The Risk Of Spaceflight

A new paper assessing spaceflight mortality. Not sure how useful it is, given the admitted paucity of data.

[Update a few minutes later]

When a Mars simulation goes wrong. Yes, we have a lot to learn before we go to other planets, and even then, people will die, often in terrible ways. Part of the answer is that we have to be more ambitious about how many we send. Six simply isn’t enough.

3 thoughts on “The Risk Of Spaceflight”

  1. A new paper assessing spaceflight mortality. Not sure how useful it is, given the admitted paucity of data.

    As we learned from The Right Stuff, the average age of test pilots at Edwards in the 1950s was mid-to-late 20s, for reasons similar to those as laid out in this paper’s abstract for skew away from age related mortality. Common sense much?

  2. The Mars story was interesting. I guess they had to have a bad design in order to intentionally create stress and artificially create problems?

    For a real base, they were min/maxing the wrong things. A long term stay requires plenty of living space and there isn’t any reason why they couldn’t have it or create it over time. Instead of mining a real base would have to be robust. It would also need nuclear power or a solar system that provides much more power than just enough to get by.

    The health problems are best solved by what Rand said, send more people. Many tasks will be best performed by specialists and you need to have enough people there to actually have people who can be specialists.

    My question to Rand and the commentariate, assuming that with limitations in down mass, we would just send more craft, how large of a party should be sent when we do land on Mars? Would this be a number suitable for the Moon?

    Bonus question: What do you think would happen when a corpse is exposed on Mars? Maybe a corpse farm is one of the first experiments we need to run.

  3. “For a real base, they were min/maxing the wrong things. A long-term stay requires plenty of living space and there isn’t any reason why they couldn’t have it or create it over time. . .”

    In practice, yes, each “mission” adds or builds infrastructure so that as time goes on it develops into something downright comfortable.

    It’s my understanding that this is not the charter of HI-SEAS. Basically, they want to find out what will happen to Mission One, and they were willing to repeat that experiment at least six times to get enough quality data and turn that data into some good recommendations for the actual mission.

    As I see it, I think that approach is correct. Think about it: if I told you what Mission Six would be like, based on my five previous simulations, that wouldn’t be worth very much, that is, compared to making recommendations based on the real experience of the first real mission.

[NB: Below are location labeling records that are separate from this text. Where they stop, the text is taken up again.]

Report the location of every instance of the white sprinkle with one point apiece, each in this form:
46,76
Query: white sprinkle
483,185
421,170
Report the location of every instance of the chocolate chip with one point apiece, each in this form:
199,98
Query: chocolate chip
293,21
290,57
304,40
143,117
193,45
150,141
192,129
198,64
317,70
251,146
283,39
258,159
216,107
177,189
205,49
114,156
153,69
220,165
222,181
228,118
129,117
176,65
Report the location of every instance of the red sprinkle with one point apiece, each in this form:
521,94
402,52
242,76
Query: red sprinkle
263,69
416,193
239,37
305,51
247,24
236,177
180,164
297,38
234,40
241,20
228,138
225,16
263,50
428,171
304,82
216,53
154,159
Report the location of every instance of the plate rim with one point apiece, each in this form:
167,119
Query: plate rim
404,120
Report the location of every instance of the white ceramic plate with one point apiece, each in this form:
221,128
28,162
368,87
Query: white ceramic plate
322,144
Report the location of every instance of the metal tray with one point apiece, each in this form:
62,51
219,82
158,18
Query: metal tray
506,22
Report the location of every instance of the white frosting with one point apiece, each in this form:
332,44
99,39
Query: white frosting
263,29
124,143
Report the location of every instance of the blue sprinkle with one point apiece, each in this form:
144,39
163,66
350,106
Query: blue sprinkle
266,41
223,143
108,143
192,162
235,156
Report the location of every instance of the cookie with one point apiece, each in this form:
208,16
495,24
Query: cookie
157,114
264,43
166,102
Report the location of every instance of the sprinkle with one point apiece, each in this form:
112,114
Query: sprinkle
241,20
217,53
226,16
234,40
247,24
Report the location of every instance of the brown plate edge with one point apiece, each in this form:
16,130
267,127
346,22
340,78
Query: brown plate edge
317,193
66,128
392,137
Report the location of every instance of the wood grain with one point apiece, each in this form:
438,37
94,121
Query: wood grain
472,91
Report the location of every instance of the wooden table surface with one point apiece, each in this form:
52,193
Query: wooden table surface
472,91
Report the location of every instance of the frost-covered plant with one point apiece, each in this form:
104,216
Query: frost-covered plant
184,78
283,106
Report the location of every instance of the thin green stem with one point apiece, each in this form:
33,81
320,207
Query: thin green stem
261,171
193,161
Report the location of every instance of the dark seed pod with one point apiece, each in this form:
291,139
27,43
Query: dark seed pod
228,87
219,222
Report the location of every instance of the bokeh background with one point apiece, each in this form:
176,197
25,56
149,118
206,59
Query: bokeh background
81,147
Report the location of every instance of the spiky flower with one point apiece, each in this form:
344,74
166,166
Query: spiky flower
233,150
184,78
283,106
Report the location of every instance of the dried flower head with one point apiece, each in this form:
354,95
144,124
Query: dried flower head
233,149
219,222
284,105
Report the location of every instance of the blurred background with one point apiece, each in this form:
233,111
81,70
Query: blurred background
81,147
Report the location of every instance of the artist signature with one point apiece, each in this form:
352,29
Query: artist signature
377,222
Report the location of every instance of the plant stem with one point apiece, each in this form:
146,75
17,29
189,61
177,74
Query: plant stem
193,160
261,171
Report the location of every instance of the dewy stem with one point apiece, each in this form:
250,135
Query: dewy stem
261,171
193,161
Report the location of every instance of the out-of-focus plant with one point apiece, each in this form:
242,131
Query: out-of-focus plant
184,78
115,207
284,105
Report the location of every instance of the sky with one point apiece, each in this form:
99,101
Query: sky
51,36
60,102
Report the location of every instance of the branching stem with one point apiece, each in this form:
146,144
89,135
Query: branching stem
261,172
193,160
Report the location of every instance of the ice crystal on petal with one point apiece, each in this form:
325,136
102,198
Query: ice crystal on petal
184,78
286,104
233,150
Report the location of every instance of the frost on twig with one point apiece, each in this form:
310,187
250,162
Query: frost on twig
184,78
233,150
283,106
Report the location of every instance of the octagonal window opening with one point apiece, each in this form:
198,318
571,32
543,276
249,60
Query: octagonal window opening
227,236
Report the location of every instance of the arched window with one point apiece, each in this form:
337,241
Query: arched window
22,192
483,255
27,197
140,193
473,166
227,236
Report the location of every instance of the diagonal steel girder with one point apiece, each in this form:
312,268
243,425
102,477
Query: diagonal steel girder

    Moving on, yeah, six might be too few people, as Rand says. To clarify, this program had five previous simulations, all successful, with six people. This one didn’t even have that many, just four, which seems a mistake in hindsight. Wodun’s question is right on, how many do we need for a decent chance at a viable mission? I would go further, and ask, what are their main strengths?

    In addition to simulations, another way to try out the answers is in fiction. Zubrin’s First Landing (2001) is not bad, in that it seems he put a lot of thought into coming up with good, workable combinations. I believe he said six was a minimum crew. I don’t remember them all, but I agree with his first two: well, yes, you have to have a pilot, else you can’t land. Next, you need a mechanic, pure and simple. Things are going to break down.

    Now, I probably won’t be in the minority thinking Dr. Zubrin is an original thinker, but a tad on the optimistic side when it comes to sending things, and people, to Mars.

    I would add a doctor, or even a doctor plus a medic. It may not be reasonable to assume HI-SEAS could find such, given that they’re volunteers who give up a lot. For a real mission though, they’d attract a lot of talented people, many with multiple specialties, so a doctor-scientist or scientist-medic is not out of the question.

    One last question, that won’t be answered for a while: what’s up with that electrical panel? Was it poorly designed? Improperly installed? Poorly maintained over time due to . . . crew mistakes or bad documentation? What?